Mind the ice, says Didi. We shuffle across the parking lot. My stomach rumbles. Have to feed the monsters, says Didi. She reaches inside her yellow trench coat and pulls out a paper bag. She opens the bag. Crispy edges. She claws the object. It is foiled. And glowing. I open the glowing foil. Inside is a fluffy bun with strawberry jam in the middle. The butter already melted into it. I swallow the bread. And also the red jam. The seeds pop on my tongue.
Didi does the finger curl and I follow. We open the newly painted door. White paint fumes spike my nostrils. The door is waterlogged. We have to lean against it. We have to put our shoulder to the wheel.
There is sign that says windy which really means elevator. But the elevator is broken. We climb the winding stairs. The wind whistles my ears. Erects my arm hair. At the top of the stairs a glowing white robe with hood. We approach the hooded one. As we near the top, we see his brush. It glides along the walls. Red and yellow stripes. He turns towards us. The hooded one takes down his hood.
Behold, he says. The words of a painter. When water painting add a teaspoon of Vanilla extract to 5 gallons of paint before mixing. MMMMM…is somebody baking cookies? Oil paints need a very large onion. Cut in half and put both pieces in the area. Leave overnight.
The painter pivots slowly. Points to room 0406.
Let’s skedaddle, says Didi.
We open the door and the paper flutters. Crayon drawings on the walls. All the drawings are windows. The door closes behind us. I move towards the crayon windows. All the drawings come in pairs. One yellow crayoned window equals open. One red crayoned window equals shut. I flip them back and forth.
Didi does the finger whistle and I follow her into another room. The room is large, and mostly empty, except for two males, six packed and watermeloned, staring at their computer screens. My right eye has gone squinty. It is a deflated football. I rub it into focus. I wave but they don’t wave back. The two males don’t blink. They aren’t typing. They are only staring at their screens. Triangle calves. Sheer fabric. Two rocks with perfect cleavage. Ripe, I say. True dolls, says Didi.
We swing open the other door. There is a bald man. He is sanding a wooden table down to its innards. He scrubs the table, wipes his forehead, swigs vodka. Straight from the bottle. He holds up the bottle in greeting and rubs the bison. Special grass, he says. Longhorns, says Didi giving him the shoulder nudge.

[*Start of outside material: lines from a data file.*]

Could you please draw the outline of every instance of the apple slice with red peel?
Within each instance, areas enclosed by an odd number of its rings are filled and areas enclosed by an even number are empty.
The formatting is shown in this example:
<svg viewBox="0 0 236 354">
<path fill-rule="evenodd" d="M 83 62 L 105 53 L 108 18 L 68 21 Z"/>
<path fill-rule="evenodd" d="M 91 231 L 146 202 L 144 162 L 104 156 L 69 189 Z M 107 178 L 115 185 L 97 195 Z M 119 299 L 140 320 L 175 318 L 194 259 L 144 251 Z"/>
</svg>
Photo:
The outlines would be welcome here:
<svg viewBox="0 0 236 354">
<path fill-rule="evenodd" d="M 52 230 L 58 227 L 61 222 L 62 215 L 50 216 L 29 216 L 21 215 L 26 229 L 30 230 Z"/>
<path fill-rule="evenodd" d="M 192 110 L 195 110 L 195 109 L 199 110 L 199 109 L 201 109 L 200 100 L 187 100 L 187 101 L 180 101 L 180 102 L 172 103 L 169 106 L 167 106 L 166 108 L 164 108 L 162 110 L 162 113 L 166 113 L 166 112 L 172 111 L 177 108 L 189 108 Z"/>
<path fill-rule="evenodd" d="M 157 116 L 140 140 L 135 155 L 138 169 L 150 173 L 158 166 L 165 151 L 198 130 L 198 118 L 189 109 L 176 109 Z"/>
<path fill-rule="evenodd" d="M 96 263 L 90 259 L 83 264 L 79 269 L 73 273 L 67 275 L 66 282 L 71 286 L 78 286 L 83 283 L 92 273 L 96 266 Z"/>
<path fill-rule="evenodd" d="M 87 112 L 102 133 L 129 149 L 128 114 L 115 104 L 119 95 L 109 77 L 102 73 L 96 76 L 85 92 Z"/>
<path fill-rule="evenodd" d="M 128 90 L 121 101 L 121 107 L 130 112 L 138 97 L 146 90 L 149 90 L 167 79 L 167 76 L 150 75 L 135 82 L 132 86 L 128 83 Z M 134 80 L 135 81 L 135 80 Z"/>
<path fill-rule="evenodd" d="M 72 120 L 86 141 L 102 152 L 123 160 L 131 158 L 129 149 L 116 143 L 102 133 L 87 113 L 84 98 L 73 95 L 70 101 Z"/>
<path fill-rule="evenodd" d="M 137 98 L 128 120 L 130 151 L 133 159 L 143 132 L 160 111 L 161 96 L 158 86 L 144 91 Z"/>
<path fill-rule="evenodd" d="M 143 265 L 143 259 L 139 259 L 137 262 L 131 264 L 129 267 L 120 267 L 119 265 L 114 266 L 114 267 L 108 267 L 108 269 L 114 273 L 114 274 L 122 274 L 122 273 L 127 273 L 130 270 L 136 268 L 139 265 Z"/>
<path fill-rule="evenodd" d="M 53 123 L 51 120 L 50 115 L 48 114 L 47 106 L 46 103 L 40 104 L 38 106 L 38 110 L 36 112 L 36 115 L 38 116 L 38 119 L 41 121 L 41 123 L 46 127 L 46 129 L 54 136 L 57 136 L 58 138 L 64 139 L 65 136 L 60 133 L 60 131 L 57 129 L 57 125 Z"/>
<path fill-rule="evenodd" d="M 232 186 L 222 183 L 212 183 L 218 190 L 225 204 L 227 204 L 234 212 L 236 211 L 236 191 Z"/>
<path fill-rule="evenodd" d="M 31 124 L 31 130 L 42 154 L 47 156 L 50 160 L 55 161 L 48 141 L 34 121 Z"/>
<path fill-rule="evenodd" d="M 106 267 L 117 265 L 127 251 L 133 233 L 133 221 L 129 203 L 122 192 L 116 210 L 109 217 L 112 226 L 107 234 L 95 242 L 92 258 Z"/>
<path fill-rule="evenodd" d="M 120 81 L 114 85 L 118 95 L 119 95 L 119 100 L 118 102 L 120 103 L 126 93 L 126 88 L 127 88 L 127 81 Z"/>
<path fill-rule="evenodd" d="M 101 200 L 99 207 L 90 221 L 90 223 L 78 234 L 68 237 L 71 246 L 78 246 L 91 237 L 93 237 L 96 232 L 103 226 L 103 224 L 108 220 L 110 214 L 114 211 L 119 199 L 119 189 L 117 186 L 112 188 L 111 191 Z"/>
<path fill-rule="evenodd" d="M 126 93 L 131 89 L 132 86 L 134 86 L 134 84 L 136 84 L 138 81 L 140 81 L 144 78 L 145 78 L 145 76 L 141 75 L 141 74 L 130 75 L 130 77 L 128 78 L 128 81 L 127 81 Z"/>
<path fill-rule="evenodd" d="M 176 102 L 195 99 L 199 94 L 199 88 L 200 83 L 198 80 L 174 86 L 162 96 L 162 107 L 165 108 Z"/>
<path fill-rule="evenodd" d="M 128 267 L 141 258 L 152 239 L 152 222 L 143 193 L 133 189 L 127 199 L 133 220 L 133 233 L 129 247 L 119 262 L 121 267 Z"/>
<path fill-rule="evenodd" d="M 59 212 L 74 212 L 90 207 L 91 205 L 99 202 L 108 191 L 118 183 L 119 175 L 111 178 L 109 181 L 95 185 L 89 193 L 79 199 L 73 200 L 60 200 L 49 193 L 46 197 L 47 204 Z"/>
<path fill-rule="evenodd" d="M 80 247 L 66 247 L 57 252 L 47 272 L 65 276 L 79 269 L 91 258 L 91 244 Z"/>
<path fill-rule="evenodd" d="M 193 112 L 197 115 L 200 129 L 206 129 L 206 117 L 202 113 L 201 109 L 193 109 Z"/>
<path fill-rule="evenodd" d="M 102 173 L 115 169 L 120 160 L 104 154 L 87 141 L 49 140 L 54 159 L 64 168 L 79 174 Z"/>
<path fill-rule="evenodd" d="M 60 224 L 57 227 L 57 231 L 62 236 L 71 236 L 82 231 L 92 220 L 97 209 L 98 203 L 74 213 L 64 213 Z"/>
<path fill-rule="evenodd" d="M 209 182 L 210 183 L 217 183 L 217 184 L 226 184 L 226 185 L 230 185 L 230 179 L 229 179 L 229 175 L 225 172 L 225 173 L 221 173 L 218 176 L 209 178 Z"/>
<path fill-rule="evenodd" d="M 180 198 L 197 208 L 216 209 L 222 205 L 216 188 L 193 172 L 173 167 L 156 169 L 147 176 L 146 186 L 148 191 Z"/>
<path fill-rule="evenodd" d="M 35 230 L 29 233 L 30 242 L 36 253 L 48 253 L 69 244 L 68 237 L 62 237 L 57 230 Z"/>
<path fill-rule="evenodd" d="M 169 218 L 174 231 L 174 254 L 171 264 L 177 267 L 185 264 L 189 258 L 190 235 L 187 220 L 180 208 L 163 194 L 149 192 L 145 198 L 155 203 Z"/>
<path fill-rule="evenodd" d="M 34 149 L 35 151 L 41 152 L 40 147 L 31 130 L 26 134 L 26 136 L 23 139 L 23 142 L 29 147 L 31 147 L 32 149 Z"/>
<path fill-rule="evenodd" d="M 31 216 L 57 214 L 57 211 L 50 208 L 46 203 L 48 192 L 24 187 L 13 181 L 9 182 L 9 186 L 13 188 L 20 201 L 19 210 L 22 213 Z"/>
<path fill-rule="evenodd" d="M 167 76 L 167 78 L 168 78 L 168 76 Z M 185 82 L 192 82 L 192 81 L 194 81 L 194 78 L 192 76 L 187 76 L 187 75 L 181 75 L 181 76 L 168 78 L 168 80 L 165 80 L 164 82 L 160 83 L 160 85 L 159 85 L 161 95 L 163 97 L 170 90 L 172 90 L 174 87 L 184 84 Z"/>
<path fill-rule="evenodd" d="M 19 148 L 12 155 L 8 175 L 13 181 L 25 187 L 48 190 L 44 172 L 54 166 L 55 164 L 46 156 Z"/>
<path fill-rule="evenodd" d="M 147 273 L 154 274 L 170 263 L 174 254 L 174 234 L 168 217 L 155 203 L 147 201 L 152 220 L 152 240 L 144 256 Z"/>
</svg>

Longhorns takes off his horned helmet and lays out three leather cases. He dials the numbers. One clicks open. I lean down. Glass eyeballs. Painted yellow and red. Wrong one, he says. He dials the numbers and it clicks open. I lean down. A helmet. Painted yellow and red with many screws. Wrong one, he says. Third time lucky, he says. He dials the numbers. It clicks open. His arm disappears inside. All the way to his elbow. Didi dry cleans my ear with her breath. Greenbacks, she whispers. Longhorn puts his other arm inside the briefcase. Then his head, torso, legs. Gone fishing, says Didi.
Didi pulls me into another room. All the curtains are pulled. It is dark. Smells like old bananas. Didi hands me a plastic bottle with orange liquid. It is half full. Drink, she says. It is orange tang. Maybe. Someone knocks on the door and Didi opens it. The man has a handlebar moustache and many craters. General, says Didi giving him the shoulder nudge. They whisper in the hallway. When he speaks to Didi it sounds like bees underwater.
The general leaves and we sit on the ratty brown couch. Didi scoots. Finally some quality time together, she says. We rub our bum cheeks together. I do my little drummer and lean back into the cushions. Didi does the bounce. Then we bend over for the milkings. Puddles on the coffee table.
I rock the adirondack and look out the small port window. There is a giant green frog. On a yellow background. White writing underneath it. On a red background. It says Zabka. Zabka means little frog in Polish. I don’t know what a Polish frog shop is doing in Tumbleweed. A frog is a tailless amphibian with a short squat body, moist smooth skin, and very long hind legs for leaping. A Frog House (Polish: kamienica Pod Żabami) is an example of art nouveau architecture in the city of Bielsko-Biała, in southern Poland’s Silesia Province. It features two frogs seated over the entrance, one smoking a pipe and the other playing a mandolin, while beetles roam freely over the walls.
The zabka sign is glowing.
I look at my hands. They are almost transparent.
Then they are not.
I look out the port window. A small team of neckless men on horses. I can’t tell if they are moving towards or away from the building. Didi cups my hand. Leads me into a small storage room. It is very musty. Waterlogged cheese.
Stay here. Don’t open the door. Only for me, she says.
OK, I say.
Didi doesn’t look worried. But she doesn’t look not worried either. She carries the same expression. Always. I can hear her shiny black boots tapping down the spiralling stairs. I shut the door. I listen. I think I can hear a crowd gathering. I dead-bolt the door three times. I wait.